Kultur 3 Min. Lesezeit Von Lukas Seifert
Hayley Atwell: Peggy Carters Tod in «Doctor Strange» war ein Fehler
Hayley Atwell kritisiert den schnellen Tod ihrer Figur Captain Carter in «Doctor Strange in the Multiverse of Madness» als «kompletten Bärendienst». Ihre Verbesserungsvorschläge am Set wurden ignoriert.
Hayley Atwell hat den schnellen Tod ihrer Figur Peggy Carter in «Doctor Strange in the Multiverse of Madness» scharf kritisiert. Bei der Convention «For the Love of Fantasy & Sci-Fi» in London sagte die Schauspielerin, die Darstellung sei ein «kompletter Bärendienst» an der Figur gewesen. Sie habe versucht, alternative Versionen der Kampfszene gegen Elizabeth Olsens Wanda Maximoff vorzuschlagen, ihre Ideen seien jedoch ignoriert worden.
In dem Marvel-Film aus dem Jahr 2022 tritt Atwell als alternative Version von Peggy Carter auf, die als Captain Carter ein Schild mit Union-Jack-Motiv trägt. Gemeinsam mit den anderen Mitgliedern der Illuminati, darunter John Krasinski als Mr. Fantastic und Patrick Stewart als Professor X, wird sie jedoch innerhalb weniger Sekunden von Wanda getötet. «Ich fand es großartig, dass sie im Anzug ist und das Schild hat», erklärte Atwell. «Aber wenn ich ganz ehrlich bin, war ich sehr enttäuscht, wie sie sie positioniert und was mit ihr in dieser Szene passiert ist. Es ist so klein, und sie wird zu Tode gefrisbeet.»
Der Zweck der Szene ist es, Wandas Macht zu demonstrieren und zu zeigen, wie tief die ehemalige Avengerin gesunken ist. Atwells Figur erhält nur wenige Sätze, bevor Wanda erscheint und das gesamte Team auslöscht. Besonders gestört hat die Schauspielerin das Zitat von Steve Rogers‘ klassischem Satz «Ich könnte das den ganzen Tag machen». Sekunden später schleudert Wanda Captain Carters Schild zurück in ihren Bauch, was darauf hindeutet, dass die Figur vollständig durchtrennt wird. «Ich hatte das Gefühl, das war ein Fehlgriff und ein kompletter Bärendienst an der Figur», sagte Atwell. Sie habe am Set versucht zu fragen: «Kann ich etwas hinzufügen? Kann ich etwas vorschlagen?» Die Antwort sei gewesen: «Klar, aber nein.»
Die Enttäuschung wiegt umso schwerer, da Atwell jahrelang darauf gewartet hatte, selbst als Superheldin aufzutreten. In der Fernsehserie «Agent Carter» spielte sie die Figur als Geheimagentin, bevor sie im Marvel Cinematic Universe zur Superheldin wurde. Der schnelle Tod in «Doctor Strange» kam für viele Fans überraschend, da die Figur zuvor in der Animationsserie «What If…?» eine prominente Rolle als Captain Carter hatte.
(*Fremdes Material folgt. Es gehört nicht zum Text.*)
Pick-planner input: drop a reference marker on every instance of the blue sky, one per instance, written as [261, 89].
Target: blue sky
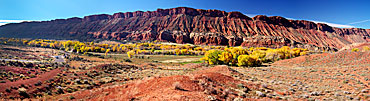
[340, 13]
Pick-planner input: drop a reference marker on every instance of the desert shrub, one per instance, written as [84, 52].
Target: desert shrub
[8, 90]
[22, 92]
[128, 60]
[355, 50]
[130, 53]
[366, 48]
[212, 57]
[248, 60]
[225, 57]
[71, 97]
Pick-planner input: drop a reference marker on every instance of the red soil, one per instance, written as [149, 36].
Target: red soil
[193, 86]
[43, 77]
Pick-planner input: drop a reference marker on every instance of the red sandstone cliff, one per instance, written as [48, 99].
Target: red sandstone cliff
[188, 25]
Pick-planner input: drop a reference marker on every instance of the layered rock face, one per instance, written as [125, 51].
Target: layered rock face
[197, 26]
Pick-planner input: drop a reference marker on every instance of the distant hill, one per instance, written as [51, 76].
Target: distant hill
[197, 26]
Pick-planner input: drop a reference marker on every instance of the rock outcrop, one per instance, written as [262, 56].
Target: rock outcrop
[188, 25]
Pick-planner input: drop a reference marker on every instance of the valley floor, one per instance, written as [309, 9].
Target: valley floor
[341, 75]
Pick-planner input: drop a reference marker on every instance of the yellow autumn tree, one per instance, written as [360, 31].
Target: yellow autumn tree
[130, 53]
[107, 51]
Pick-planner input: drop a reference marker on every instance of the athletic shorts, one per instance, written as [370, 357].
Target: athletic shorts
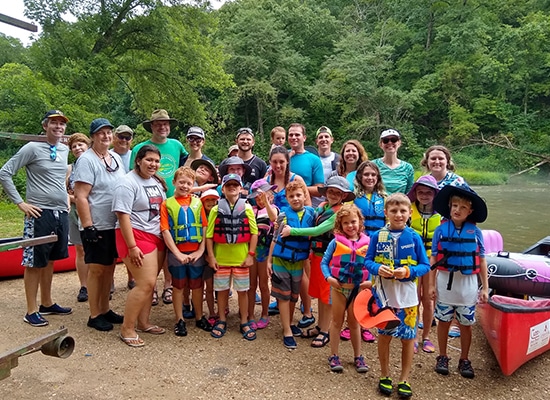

Atwell wird in «Avengers: Doomsday» in das Franchise zurückkehren. Der Film startet am 18. Dezember in den Kinos. Es bleibt abzuwarten, ob ihre Figur dort eine weitere Chance erhält, den Anzug zu tragen, oder ob sie zu Hause bleiben muss. Marvel hat bereits eine Liste von Filmen und Serien veröffentlicht, die man vor dem Start von «Avengers: Doomsday» ansehen sollte.